Il y a encore quelques jours, alors que la coalition insurgée menée par la faction islamiste radicale Hayat Tahrir Al-Cham (HTC, Organisation de libération du Levant) s’emparait d’Alep, la deuxième ville du pays, la bourgeoisie de Damas « continuait à vivre dans une bulle, comme si le navire n’était pas en train de sombrer », rapporte un Syrien qui fait de fréquents séjours dans la capitale. L’indolence n’est désormais plus de mise pour cette élite qui, par choix ou par absence d’alternative, s’est accommodée ces dernières années du régime : les rebelles ont pris le contrôle, mercredi 5 décembre, de Hama, ville du centre de la Syrie, située à 200 kilomètres au nord de Damas, et qui était censée être la ligne de défense des forces loyalistes. C’est un verrou qui s’ouvre, pour les combattants hostiles au régime de Bachar Al-Assad, sur la route vers d’autres zones sous contrôle gouvernemental. Après avoir pris le contrôle de Hama dans la matinée, ils continuaient de progresser au sud de la ville.

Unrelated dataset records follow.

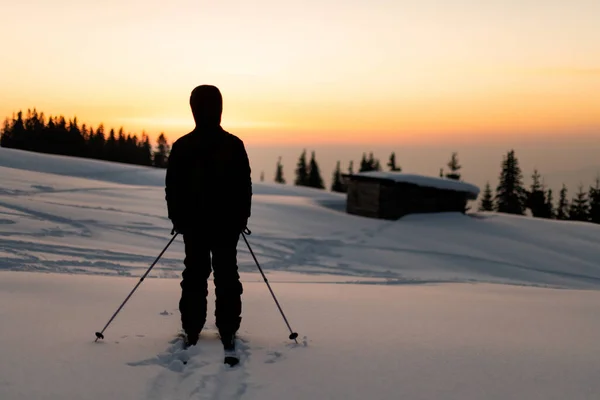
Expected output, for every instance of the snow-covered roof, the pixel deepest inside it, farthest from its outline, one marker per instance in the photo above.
(422, 180)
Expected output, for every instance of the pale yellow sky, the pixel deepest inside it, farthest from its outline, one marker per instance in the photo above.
(298, 71)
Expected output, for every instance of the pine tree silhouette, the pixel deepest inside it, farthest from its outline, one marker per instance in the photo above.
(579, 210)
(337, 185)
(279, 172)
(536, 200)
(301, 171)
(594, 200)
(314, 174)
(549, 211)
(562, 211)
(161, 155)
(511, 196)
(487, 201)
(454, 167)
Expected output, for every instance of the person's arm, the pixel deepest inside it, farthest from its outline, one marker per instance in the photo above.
(245, 182)
(173, 186)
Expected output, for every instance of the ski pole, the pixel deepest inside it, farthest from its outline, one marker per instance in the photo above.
(100, 335)
(293, 335)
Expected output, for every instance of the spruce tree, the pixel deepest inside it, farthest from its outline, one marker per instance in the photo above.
(6, 138)
(279, 172)
(579, 210)
(337, 185)
(536, 196)
(392, 163)
(511, 196)
(487, 201)
(562, 211)
(302, 171)
(161, 155)
(549, 211)
(314, 174)
(454, 168)
(594, 199)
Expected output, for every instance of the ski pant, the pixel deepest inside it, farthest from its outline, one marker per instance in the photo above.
(194, 285)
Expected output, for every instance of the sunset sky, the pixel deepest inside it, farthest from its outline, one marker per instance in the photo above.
(326, 71)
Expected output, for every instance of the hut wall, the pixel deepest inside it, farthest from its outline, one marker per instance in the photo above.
(391, 200)
(363, 198)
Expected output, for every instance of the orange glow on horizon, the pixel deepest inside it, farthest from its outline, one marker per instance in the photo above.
(368, 72)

Comme à Alep, les forces du régime ont été incapables de faire face. Elles avaient pourtant lancé une contre-offensive dans les jours précédents. Le ministre de la défense, Ali Abbas, a cherché, mercredi, à minimiser cette défaite : il a affirmé que le redéploiement de l’armée et de ses milices alliées était « une mesure tactique temporaire », ajoutant que ces forces « sont toujours à proximité de la ville ». Bachar Al-Assad, lui, ne s’est toujours pas exprimé publiquement – si ce n’est par communiqués – depuis la chute d’Alep. Ses portraits ont été déchirés par les nouveaux maîtres de Hama.

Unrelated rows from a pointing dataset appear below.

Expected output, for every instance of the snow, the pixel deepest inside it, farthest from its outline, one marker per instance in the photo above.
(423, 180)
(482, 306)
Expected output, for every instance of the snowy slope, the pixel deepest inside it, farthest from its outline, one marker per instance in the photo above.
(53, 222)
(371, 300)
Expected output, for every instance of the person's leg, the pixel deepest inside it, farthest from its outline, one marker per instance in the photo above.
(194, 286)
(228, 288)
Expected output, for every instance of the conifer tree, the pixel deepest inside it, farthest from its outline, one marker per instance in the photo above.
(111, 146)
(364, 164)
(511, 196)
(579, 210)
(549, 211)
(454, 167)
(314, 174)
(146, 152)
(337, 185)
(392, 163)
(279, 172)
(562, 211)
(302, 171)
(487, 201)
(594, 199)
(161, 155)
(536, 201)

En s’emparant de cette ville, la coalition insurgée pousse son avantage dans le fulgurant retournement militaire qu’elle a opéré, dans un pays où les fronts semblaient encore, fin novembre, devoir rester gelés pour longtemps. Cette alliance, dominée par Hayat Tahrir Al-Cham (ancienne branche d’Al-Qaida en Syrie), a, en quelques jours, plus que doublé son territoire, qui se limitait, jusqu’au 26 novembre, à la région d’Idlib, dans le Nord-Ouest syrien.
« HTC est devenu un groupe très bien équipé. Les factions proturques qui combattent à ses côtés bénéficient du soutien d’Ankara. Tous ont un moral très haut, en raison des succès qu’ils enchaînent. Comme à Alep, les groupes armés disposaient à Hama de cellules dormantes, note un observateur familier du terrain syrien. A l’inverse, l’armée syrienne est dans un état désastreux : fatiguée, démotivée, mal payée. Bachar Al-Assad avait cherché à la moderniser depuis deux ans, sans y parvenir. Dans ce qui peut apparaître comme un acte de désespoir, il avait annoncé le doublement des salaires des soldats pour défendre Hama. »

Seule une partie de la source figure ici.